本実施形態のセパレータ220、セパレータ220の製造方法、及び熱転写用シート280の製造方法によれば、第1実施形態における効果(1)~(3)及び(5)に加えて、新たに以下に示す効果が得られるようになる。
【0069】
(6)セパレータ220の製造において、フィルム81の導電性塗料60aの表面に熱硬化性の樹脂250aを含む樹脂塗料250bを塗布するようにした。
こうした方法によれば、上記作用4を奏することから、セパレータ220と発電部11との接触抵抗を低減することができる。
【0070】
本実施形態は、以下のように変更して実施することができる。本実施形態及び以下の変更例は、技術的に矛盾しない範囲で互いに組み合わせて実施することができる。
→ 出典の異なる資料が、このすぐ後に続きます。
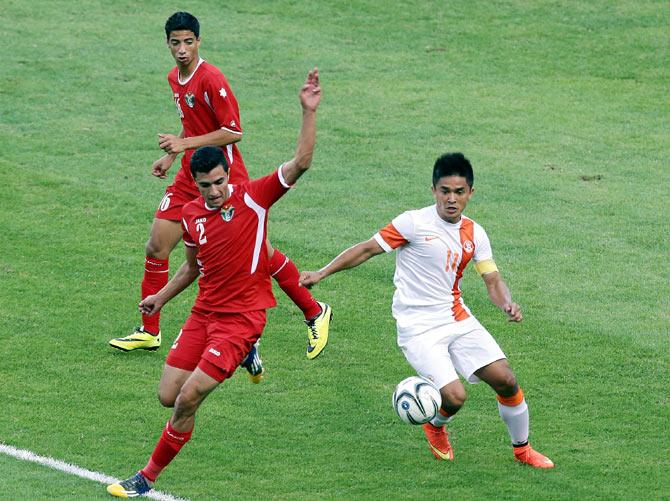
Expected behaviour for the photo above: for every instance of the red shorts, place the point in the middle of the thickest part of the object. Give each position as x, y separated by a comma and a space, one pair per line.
216, 342
183, 190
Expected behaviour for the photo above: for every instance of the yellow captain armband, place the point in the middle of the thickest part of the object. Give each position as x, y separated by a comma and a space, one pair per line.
487, 266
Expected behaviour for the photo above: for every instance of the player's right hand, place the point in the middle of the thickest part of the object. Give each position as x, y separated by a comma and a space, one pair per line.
151, 305
160, 167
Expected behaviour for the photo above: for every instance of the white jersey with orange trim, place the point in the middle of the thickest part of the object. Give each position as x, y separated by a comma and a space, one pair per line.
432, 255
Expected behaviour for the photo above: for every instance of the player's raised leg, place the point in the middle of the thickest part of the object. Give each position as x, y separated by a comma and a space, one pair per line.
165, 235
317, 314
453, 396
513, 411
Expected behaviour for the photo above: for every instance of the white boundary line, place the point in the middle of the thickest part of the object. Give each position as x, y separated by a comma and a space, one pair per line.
75, 470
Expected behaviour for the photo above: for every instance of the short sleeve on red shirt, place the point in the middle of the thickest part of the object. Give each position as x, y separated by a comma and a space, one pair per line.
266, 190
221, 99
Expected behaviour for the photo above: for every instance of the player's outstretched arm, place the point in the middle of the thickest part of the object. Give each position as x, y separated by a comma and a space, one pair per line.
501, 296
310, 97
350, 258
185, 276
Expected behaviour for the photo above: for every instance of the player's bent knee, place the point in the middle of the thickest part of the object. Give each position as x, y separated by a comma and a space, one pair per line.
166, 400
453, 396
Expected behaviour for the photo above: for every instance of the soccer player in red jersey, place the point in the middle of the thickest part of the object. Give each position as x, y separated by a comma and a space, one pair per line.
210, 116
225, 233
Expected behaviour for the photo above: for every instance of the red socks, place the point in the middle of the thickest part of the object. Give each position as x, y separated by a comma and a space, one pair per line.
284, 271
155, 278
167, 448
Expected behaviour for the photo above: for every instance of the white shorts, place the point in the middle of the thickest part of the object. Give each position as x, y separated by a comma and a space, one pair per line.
440, 353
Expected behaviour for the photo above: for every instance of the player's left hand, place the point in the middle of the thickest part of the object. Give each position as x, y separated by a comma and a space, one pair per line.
310, 93
171, 144
513, 311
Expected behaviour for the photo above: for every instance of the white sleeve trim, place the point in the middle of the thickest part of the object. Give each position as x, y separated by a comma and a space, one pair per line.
231, 131
382, 243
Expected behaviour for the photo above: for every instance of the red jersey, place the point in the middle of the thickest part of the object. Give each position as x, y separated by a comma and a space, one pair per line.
206, 103
232, 254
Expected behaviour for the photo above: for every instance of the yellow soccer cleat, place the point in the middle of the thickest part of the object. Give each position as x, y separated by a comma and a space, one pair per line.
317, 331
131, 487
138, 340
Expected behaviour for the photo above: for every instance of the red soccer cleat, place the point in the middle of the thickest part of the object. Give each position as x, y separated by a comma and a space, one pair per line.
526, 454
438, 440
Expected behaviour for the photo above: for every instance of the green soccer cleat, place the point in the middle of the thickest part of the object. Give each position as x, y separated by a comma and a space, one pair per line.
317, 331
253, 364
131, 487
138, 340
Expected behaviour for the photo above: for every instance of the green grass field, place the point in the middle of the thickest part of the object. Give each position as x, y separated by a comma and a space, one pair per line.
561, 106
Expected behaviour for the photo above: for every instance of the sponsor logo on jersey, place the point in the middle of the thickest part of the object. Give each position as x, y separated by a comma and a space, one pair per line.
227, 213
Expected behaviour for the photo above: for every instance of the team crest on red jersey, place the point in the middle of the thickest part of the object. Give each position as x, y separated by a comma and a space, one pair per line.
227, 213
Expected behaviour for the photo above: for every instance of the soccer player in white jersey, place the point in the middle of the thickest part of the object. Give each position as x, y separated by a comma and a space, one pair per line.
437, 333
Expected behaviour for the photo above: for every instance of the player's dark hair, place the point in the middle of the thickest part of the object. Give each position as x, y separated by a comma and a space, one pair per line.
182, 21
206, 159
453, 164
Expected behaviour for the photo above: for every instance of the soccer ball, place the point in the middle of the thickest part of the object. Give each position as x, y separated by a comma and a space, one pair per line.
416, 400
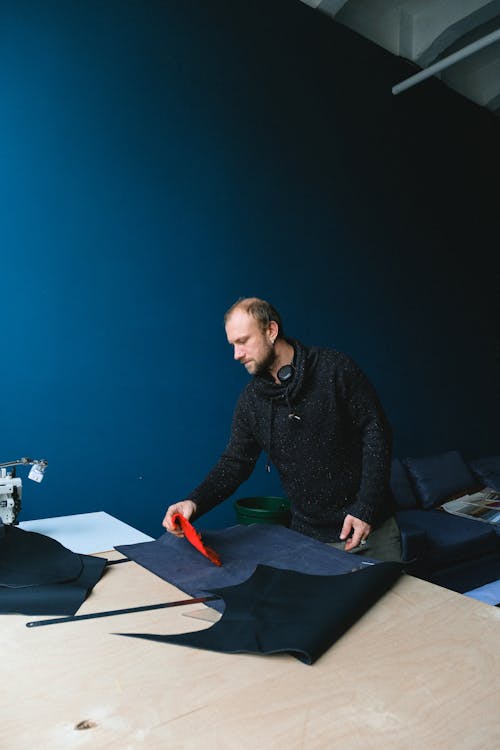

・樹脂層50を基材31,41の両面に形成するようにしてもよい。
【0071】
・樹脂層50の形成を省略して、基材31,41の各凸部32,42の頂面に導電層60を直接形成することもできる。また、樹脂層250の形成を省略して、基材31,41の各凸部32,42の頂面に導電層60を直接形成することもできる。
【0072】
・第1樹脂としての樹脂63と、第2樹脂としての樹脂50aとは異なる種類の熱硬化性の樹脂であってもよい。また、第1樹脂としての樹脂63と、第2樹脂としての樹脂250aとは異なる種類の熱硬化性の樹脂であってもよい。
【0073】
・導電性炭素材61の原料のみを粉砕装置70により粉砕した後に、粉砕された導電性炭素材61、導電性粒子62、樹脂63、及び溶剤を調合するようにしてもよい。
・所定の大さを有する導電性炭素材61を予め用意するとともに、当該導電性炭素材61、導電性粒子62、樹脂63、及び溶剤を調合することにより導電性塗料60aを生成するようにしてもよい。
【0074】
・粉砕装置70により導電性粒子62を粉砕するようにしてもよい。
・粉砕装置としては、例えばビーズミルなど、ジェットミル以外の装置を採用することもできる。
【0075】
・グラファイト粒子に加えて、あるいは、これに代えて、カーボンブラックなどの他の導電性炭素材を用いることもできる。
・窒化チタンに代えて、炭化チタンや硼化チタンなどの他の導電性粒子を用いることもできる。
【0076】
・基材31,41をステンレス鋼、やチタン合金以外の他の金属板材により形成することもできる。こうした金属としては、例えば、アルミニウム合金やマグネシウム合金などが挙げられる。
【0077】
・樹脂63,50a,250aは、エポキシ樹脂に限定されず、他に例えば、フェノール樹脂などの他の熱硬化性樹脂であってもよい。
【符号の説明】
【0078】
10…単セル、11…発電部、12…膜電極接合体、13…電解質膜、14…電極触媒層、15…アノード側ガス拡散層、16…カソード側ガス拡散層、20…セパレータ、30…第1セパレータ、31…基材、31a…酸化被膜、32…第1凸部、33…第1凹部、40…第2セパレータ、41…基材、41a…酸化被膜、42…第2凸部、43…第2凹部、50…樹脂層、50a…樹脂、60…導電層、60a…導電性塗料、60b…導電膜、61…導電性炭素材、62…導電性粒子、63…樹脂、70…粉砕装置、80…熱転写用シート、81…フィルム、90…コータ、100…スタック、110…熱転写装置、111…固定型、112…電熱線、115…可動型、116…電熱線、220…セパレータ、230…第1セパレータ、240…第2セパレータ、250…樹脂層、250a…樹脂、250b…樹脂塗料、280…熱転写用シート、290…コータ。